Microelectronics brought an information revolution through integrating an incredible number of microscopic transistors on single chips. Since this first revolution, huge progresses have been made through the miniaturization and integration of mechanical and/or optical functions in addition to electrical ones. These products are now generally called MEMS or MOEMS (Micro-Opto-Electro-Mechanical-Systems). Accelerometers, inject printer heads, micro-mirrors, micro-relays, pressure sensors are the most known and widespread MEMS. Such products are fabricated using microfabrication processes based on successive and well mastered steps such as thin film deposition, patterning and etching of wafers. Nevertheless, a new generation of MEMS is definitely moving toward highly integrated, more complex and increasingly miniaturized products.

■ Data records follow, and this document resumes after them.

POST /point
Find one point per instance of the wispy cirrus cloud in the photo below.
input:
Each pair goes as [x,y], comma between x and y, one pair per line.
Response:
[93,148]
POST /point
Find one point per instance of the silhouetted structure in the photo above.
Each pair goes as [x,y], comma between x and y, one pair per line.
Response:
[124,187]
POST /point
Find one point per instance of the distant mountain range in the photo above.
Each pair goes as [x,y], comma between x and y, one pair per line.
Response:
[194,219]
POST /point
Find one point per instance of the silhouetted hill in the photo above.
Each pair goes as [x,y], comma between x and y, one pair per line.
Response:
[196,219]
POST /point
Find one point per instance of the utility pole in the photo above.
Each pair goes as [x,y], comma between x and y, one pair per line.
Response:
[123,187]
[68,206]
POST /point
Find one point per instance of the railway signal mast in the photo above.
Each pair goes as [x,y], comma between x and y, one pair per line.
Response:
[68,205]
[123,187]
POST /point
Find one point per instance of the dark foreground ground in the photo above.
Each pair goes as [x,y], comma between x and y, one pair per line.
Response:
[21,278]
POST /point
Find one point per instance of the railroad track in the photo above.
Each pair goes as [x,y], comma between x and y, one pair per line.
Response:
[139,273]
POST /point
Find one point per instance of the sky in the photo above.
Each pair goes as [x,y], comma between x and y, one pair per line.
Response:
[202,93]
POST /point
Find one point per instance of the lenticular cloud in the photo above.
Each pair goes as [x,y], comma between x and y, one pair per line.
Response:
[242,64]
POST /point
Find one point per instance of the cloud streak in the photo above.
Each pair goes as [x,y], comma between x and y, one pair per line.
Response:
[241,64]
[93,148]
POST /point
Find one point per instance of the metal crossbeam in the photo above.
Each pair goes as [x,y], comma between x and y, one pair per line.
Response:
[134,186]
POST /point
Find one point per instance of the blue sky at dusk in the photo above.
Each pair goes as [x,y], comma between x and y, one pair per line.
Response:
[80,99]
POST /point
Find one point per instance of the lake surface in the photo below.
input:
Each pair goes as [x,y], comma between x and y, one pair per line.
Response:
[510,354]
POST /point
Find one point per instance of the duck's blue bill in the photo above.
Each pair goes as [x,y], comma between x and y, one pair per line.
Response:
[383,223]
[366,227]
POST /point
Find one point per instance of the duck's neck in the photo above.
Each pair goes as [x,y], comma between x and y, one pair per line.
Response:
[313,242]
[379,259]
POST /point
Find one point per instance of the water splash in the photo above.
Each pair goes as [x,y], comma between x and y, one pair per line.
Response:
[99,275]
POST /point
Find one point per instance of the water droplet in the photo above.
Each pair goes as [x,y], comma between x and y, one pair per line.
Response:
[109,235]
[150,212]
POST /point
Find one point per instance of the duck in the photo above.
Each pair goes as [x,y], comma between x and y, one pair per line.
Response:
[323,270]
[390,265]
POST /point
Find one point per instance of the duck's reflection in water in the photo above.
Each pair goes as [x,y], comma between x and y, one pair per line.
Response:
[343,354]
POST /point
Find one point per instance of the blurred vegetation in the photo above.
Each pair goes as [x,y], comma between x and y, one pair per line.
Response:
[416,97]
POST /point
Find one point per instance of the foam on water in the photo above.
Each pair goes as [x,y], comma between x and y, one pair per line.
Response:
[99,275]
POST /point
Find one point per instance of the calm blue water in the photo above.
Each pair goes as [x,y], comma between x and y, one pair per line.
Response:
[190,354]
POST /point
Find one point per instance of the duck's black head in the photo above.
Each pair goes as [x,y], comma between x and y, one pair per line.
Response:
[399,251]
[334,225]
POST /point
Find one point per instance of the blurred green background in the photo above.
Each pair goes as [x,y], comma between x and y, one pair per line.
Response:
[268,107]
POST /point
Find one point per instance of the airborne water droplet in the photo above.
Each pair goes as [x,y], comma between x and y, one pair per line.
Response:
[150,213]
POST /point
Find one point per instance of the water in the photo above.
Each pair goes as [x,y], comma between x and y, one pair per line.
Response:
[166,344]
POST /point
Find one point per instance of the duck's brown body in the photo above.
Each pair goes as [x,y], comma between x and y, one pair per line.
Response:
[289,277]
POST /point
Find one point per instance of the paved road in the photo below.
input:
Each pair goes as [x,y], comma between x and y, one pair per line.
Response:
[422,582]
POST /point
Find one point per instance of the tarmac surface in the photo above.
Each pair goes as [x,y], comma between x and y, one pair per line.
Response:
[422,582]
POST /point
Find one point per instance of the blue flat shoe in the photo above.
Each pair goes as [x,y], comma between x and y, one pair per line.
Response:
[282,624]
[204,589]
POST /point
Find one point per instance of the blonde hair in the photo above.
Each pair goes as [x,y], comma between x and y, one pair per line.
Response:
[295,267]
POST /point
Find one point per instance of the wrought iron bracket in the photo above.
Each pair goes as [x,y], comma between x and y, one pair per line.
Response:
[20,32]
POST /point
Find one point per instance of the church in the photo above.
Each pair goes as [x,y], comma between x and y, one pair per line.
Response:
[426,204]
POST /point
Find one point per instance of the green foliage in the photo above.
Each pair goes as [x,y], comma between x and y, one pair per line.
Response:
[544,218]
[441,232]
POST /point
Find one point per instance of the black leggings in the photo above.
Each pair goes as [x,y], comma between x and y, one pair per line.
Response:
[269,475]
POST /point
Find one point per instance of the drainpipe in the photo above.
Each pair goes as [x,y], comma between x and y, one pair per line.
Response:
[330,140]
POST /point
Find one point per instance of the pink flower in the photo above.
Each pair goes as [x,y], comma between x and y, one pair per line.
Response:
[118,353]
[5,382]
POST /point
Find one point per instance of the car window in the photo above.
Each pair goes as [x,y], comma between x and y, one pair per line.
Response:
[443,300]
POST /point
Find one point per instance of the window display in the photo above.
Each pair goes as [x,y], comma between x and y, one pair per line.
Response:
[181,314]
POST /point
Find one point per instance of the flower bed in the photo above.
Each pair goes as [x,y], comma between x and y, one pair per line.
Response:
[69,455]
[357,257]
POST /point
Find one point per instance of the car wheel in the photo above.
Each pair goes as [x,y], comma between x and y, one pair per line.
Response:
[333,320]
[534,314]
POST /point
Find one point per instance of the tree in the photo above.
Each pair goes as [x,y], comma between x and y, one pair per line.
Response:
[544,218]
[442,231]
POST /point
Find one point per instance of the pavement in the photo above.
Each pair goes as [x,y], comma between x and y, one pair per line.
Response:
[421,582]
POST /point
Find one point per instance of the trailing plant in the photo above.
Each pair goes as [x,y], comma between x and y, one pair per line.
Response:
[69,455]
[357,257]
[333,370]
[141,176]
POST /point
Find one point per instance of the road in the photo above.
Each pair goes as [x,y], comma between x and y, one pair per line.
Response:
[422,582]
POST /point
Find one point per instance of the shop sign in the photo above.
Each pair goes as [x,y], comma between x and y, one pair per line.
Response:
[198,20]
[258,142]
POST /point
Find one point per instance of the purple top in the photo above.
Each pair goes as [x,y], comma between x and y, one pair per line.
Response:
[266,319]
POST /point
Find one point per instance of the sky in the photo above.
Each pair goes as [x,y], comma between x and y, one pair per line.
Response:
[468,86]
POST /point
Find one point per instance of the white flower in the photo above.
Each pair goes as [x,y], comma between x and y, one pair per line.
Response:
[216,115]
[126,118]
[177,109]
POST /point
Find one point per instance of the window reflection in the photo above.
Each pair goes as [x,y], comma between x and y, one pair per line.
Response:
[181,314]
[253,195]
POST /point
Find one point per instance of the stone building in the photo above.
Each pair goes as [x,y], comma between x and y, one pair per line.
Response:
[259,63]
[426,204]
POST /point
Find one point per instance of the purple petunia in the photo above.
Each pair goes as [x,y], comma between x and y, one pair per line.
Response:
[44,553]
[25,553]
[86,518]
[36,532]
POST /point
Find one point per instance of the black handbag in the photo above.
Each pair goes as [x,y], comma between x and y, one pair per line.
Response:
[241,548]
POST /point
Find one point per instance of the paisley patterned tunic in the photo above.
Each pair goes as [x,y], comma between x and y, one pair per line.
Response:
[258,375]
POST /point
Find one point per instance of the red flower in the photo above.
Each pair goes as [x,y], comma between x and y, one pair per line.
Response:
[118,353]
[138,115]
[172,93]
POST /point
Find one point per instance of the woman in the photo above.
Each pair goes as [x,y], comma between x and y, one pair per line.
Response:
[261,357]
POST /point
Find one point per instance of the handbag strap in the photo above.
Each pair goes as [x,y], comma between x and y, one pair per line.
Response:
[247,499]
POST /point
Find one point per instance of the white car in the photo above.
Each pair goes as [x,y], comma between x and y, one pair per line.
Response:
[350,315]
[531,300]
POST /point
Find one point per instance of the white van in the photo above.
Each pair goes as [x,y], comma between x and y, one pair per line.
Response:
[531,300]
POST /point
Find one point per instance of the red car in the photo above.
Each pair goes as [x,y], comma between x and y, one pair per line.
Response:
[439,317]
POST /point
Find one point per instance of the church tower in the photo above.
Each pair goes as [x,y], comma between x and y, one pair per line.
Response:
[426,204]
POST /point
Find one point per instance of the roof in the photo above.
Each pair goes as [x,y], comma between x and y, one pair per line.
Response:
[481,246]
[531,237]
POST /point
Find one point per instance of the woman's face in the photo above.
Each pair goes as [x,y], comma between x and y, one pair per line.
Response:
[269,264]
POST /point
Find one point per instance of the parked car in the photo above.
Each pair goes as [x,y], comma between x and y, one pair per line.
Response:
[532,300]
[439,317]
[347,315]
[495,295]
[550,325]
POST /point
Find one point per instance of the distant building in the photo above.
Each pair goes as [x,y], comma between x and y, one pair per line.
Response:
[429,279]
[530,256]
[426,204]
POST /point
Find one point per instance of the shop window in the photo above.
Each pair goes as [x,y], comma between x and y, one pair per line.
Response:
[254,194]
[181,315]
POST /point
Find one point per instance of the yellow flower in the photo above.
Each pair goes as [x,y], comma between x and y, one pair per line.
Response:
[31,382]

Due to the short life cycle of most new and high-tech products, they have to be produced in smaller and customized batches. Even though microfabrication technology has shown impressive progress during the last decade, where processes are much better known and lots of new materials have been introduced, many limitations remain and are extremely difficult to overcome, especially concerning processes and materials incompatibilities. For those two reasons, micro-assembly, i.e. the 3D integration of hybrid M(O)EMS components (from few µm to few hundreds of µm in size) together, is a natural and powerful approach to overcome those processes incompatibilities and to facilitate complex, heterogeneous, 3D, or out of plane integration. By using basic micro components, micro-assembly thus constitutes a new alternative of MEMS production that may lead to cost saving and shorter development cycle times.
Previous developments enabled lots of proof of concepts (actuators, sensors, gripping principles and tools, control, manipulation…). However, micro-assemblies performed automatically and/or with acceptable yields are, at the same time, extremely recent and challenging topics. It notably requires to simultaneously consider microfabrication tolerances (M(O)EMS components to assemble, handling tools…), robots uncertainties, sensors integration, reliable control, bonding and metrology aspects, where all of these aspects are specific at the microscale (lack of sensors and adapted gripping tools, small signal to noise ratio, use of non linear actuators, surface force predominance…).